Ja, ganz eindeutig. Wir steuerten durch die Programmauswahl dagegen. Und da über die Filme auch berichtet wurde, über ihre Inhalte und zusammengefasst über die Tendenz des Festivals, glaubten wir, ein Gegengewicht zur verkrusteten Adenauer-Republik zu setzen. Das warf uns die Bundesregierung auch vor und entzog uns die Bundesmittel, da wir die Ostpolitik von Willy Brandt flankierten. Dem widersprachen wir auch nicht. Obwohl das nicht unsere Absicht war.

Was waren damals die größten Hürden, ein solches Festival auf die Beine zu stellen?

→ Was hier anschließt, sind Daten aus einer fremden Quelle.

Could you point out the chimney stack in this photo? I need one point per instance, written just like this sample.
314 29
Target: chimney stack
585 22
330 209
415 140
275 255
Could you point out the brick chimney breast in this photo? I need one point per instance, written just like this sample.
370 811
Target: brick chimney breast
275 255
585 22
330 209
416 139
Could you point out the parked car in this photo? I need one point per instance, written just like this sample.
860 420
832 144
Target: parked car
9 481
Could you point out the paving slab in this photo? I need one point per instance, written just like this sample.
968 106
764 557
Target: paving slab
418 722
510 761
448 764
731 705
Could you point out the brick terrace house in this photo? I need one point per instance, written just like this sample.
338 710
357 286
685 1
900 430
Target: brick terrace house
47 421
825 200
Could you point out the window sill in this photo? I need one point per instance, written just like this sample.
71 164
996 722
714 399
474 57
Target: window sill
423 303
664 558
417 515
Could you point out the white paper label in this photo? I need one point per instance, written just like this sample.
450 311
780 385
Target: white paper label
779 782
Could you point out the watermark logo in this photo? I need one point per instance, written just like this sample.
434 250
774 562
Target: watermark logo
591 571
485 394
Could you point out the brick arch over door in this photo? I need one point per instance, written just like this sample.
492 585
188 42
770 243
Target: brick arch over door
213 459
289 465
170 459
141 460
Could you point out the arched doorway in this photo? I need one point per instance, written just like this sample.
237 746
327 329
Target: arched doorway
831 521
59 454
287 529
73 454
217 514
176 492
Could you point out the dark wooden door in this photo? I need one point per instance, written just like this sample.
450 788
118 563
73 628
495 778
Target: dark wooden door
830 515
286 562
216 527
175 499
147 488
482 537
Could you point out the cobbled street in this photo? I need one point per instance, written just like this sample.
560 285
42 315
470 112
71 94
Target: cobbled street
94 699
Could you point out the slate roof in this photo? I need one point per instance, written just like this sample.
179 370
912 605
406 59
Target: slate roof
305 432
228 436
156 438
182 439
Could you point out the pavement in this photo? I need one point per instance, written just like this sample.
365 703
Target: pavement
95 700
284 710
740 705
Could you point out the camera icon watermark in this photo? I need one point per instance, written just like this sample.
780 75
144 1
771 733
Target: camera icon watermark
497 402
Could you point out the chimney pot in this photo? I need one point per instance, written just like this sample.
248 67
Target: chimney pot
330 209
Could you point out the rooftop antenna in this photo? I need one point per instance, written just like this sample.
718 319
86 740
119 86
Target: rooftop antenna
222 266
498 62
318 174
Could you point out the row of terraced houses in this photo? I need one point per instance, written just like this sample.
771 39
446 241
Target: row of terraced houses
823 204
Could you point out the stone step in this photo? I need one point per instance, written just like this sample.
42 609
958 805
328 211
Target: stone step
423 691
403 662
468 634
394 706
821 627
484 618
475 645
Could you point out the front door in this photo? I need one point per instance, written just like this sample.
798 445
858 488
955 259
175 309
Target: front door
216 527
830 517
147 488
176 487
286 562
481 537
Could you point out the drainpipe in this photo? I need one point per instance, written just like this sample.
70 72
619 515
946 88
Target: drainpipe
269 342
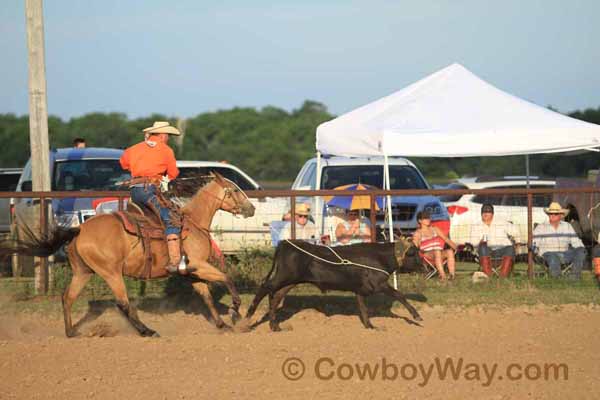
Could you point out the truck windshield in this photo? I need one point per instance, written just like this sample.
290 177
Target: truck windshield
401 176
74 175
231 174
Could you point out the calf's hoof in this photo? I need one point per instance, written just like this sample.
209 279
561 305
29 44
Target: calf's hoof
150 333
275 327
72 333
224 327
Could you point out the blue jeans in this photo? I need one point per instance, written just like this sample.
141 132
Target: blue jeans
487 251
145 196
555 259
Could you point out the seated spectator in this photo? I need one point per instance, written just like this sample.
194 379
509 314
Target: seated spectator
431 242
354 229
305 229
494 238
558 243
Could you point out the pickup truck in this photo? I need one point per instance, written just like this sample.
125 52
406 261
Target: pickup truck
338 171
8 183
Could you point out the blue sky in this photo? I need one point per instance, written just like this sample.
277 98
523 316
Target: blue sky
184 57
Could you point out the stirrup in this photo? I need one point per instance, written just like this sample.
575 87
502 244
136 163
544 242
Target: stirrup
181 269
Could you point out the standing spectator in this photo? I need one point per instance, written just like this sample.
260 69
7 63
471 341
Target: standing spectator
305 229
79 143
494 238
558 243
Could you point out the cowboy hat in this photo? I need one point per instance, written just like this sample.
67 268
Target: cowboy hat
162 127
555 208
302 209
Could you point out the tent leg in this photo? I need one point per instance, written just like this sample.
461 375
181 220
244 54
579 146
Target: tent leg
386 182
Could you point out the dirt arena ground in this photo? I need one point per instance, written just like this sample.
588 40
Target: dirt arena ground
533 352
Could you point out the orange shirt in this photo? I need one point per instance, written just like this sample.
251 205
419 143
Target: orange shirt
146 161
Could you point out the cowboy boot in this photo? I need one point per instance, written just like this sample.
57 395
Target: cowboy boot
176 262
506 267
486 265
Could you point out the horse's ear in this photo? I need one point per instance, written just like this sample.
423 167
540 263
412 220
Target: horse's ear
218 177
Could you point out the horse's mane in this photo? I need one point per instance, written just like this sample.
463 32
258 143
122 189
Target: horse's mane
189 185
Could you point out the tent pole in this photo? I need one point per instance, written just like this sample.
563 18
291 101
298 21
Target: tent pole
527 168
529 223
318 208
386 183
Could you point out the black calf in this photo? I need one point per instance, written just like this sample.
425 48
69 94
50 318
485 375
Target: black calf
365 272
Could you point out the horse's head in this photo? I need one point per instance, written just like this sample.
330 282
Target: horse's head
234 200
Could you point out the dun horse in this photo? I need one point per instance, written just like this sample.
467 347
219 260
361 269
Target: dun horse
104 247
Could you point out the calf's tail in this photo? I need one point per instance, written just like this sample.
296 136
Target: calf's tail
35 245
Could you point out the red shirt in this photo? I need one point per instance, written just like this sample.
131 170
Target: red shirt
146 161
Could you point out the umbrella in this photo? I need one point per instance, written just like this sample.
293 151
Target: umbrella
354 202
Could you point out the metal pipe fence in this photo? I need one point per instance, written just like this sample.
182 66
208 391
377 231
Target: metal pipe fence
292 198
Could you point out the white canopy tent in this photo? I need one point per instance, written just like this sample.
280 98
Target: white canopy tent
451 113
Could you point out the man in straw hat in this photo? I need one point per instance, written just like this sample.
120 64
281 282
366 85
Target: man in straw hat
558 243
151 162
305 229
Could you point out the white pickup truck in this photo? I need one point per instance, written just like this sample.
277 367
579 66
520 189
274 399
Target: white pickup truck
338 171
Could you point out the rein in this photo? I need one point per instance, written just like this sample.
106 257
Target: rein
227 193
343 261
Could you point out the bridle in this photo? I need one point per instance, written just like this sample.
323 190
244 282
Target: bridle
228 192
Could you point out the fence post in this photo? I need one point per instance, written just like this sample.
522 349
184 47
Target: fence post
41 269
293 216
373 219
529 235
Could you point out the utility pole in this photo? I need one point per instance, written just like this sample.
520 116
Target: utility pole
38 114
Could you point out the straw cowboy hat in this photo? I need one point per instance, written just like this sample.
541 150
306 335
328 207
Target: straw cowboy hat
162 127
302 209
555 208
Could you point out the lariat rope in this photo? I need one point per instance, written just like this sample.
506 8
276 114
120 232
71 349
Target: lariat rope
343 261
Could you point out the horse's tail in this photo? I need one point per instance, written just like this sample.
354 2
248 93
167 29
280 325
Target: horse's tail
38 245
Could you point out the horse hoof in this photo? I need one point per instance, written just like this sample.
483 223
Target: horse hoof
72 334
235 316
224 327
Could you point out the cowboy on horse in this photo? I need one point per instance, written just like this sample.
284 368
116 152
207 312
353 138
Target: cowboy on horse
152 163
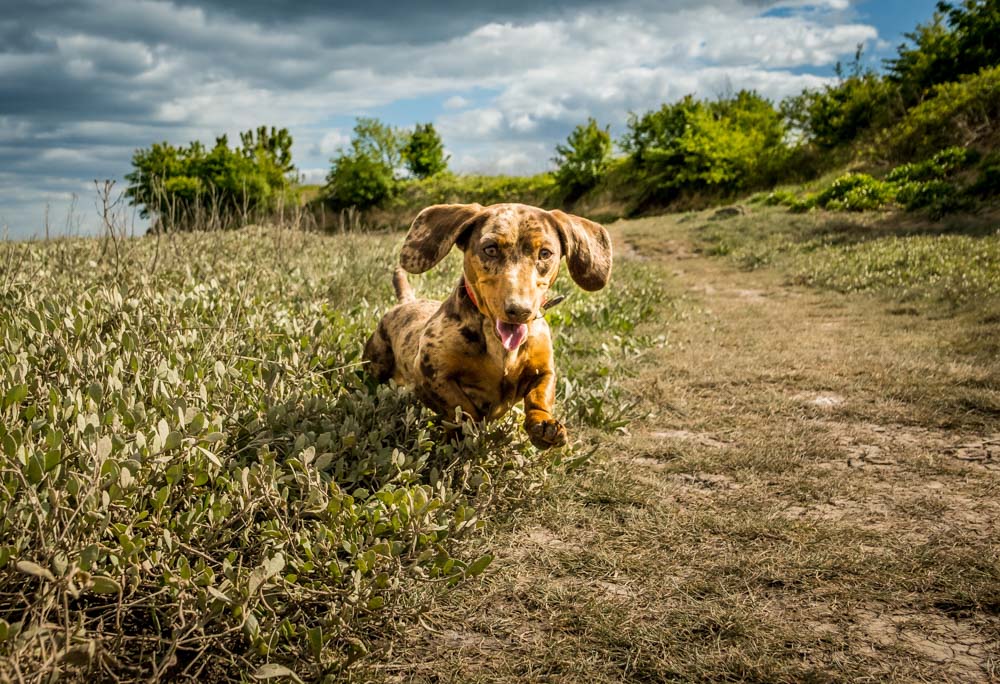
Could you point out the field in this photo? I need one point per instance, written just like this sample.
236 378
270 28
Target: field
784 469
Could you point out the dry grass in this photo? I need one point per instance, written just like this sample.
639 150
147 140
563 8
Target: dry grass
811 497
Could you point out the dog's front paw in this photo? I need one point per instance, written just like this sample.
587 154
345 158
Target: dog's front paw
548 433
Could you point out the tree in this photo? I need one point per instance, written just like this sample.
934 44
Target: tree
275 144
584 158
187 188
364 175
960 39
424 152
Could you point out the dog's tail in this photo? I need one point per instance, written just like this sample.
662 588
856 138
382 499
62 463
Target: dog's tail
404 293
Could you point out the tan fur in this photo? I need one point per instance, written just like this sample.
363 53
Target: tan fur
450 352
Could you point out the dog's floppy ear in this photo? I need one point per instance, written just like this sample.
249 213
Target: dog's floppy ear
433 233
587 247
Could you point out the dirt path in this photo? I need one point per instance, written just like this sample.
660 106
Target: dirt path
806 500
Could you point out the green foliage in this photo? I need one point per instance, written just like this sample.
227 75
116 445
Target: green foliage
959 40
446 188
839 113
988 181
192 459
962 113
583 160
696 145
364 175
856 192
941 165
423 152
185 188
954 268
358 180
929 184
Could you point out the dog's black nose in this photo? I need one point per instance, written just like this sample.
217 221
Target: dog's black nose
516 311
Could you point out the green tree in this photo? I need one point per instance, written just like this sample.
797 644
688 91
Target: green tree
583 160
423 152
364 175
719 146
186 188
960 39
839 113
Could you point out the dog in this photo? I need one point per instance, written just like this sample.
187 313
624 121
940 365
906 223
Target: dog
487 346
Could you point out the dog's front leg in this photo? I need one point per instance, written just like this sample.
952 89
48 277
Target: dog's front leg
445 395
543 429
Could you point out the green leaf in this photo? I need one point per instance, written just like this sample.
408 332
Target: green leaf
274 671
172 441
29 568
316 641
102 584
95 392
478 565
15 394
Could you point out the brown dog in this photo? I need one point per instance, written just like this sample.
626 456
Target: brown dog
487 346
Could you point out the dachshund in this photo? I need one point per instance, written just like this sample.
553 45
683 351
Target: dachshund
487 346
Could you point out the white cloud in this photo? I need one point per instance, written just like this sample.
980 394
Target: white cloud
150 70
332 142
456 102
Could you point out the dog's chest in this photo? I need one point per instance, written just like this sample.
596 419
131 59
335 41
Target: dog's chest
495 385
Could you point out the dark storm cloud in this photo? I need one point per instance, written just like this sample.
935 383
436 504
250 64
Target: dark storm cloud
83 83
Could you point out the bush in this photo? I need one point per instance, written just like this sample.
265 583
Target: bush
959 40
358 180
583 160
188 188
838 114
445 188
856 192
939 196
695 145
962 114
941 165
988 182
364 175
423 152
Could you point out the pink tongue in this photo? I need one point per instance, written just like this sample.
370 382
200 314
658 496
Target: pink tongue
512 335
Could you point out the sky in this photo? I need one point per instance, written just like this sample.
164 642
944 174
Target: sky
84 83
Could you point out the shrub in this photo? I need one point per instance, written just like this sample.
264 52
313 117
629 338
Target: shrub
583 160
839 113
939 196
695 145
959 40
364 175
186 188
423 152
359 180
962 114
445 188
988 182
941 165
856 192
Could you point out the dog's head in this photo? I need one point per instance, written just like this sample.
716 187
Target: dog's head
512 254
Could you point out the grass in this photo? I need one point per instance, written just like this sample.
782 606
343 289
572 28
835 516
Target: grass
774 478
199 480
807 496
952 261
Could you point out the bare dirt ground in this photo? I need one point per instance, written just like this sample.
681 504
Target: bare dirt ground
813 495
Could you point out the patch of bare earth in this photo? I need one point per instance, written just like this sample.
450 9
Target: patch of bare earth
807 496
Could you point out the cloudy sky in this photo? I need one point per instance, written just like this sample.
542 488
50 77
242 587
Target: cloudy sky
85 82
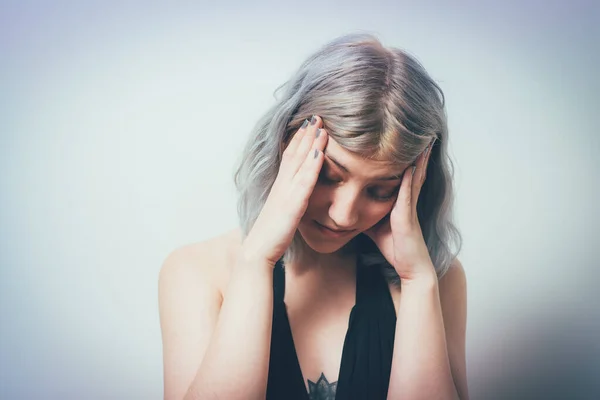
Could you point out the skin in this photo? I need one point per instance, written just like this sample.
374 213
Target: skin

Die größten Hürden waren eben die, dass die Bundesregierung gegengesteuerte und uns als Rotes Festival diffamierte. Das veröffentlichten wir und erzeugten so reichlich Gegenwind. Deswegen ließ man uns dann in Ruhe. Der interministerielle Ausschuss hatte die ersten Jahre Filme aus dem Ostblock beschlagnahmt, weil die angeblich ideologisch verseucht waren. Wir zeigten die Filme dann aber trotzdem, weil die Produzenten zweite Kopie mitgebracht hatten. So klärten wir darüber auf, wie die Bundesregierung versuchte, uns zu zensieren. Das konnten wir sozusagen bildhaft zur Diskussion stellen.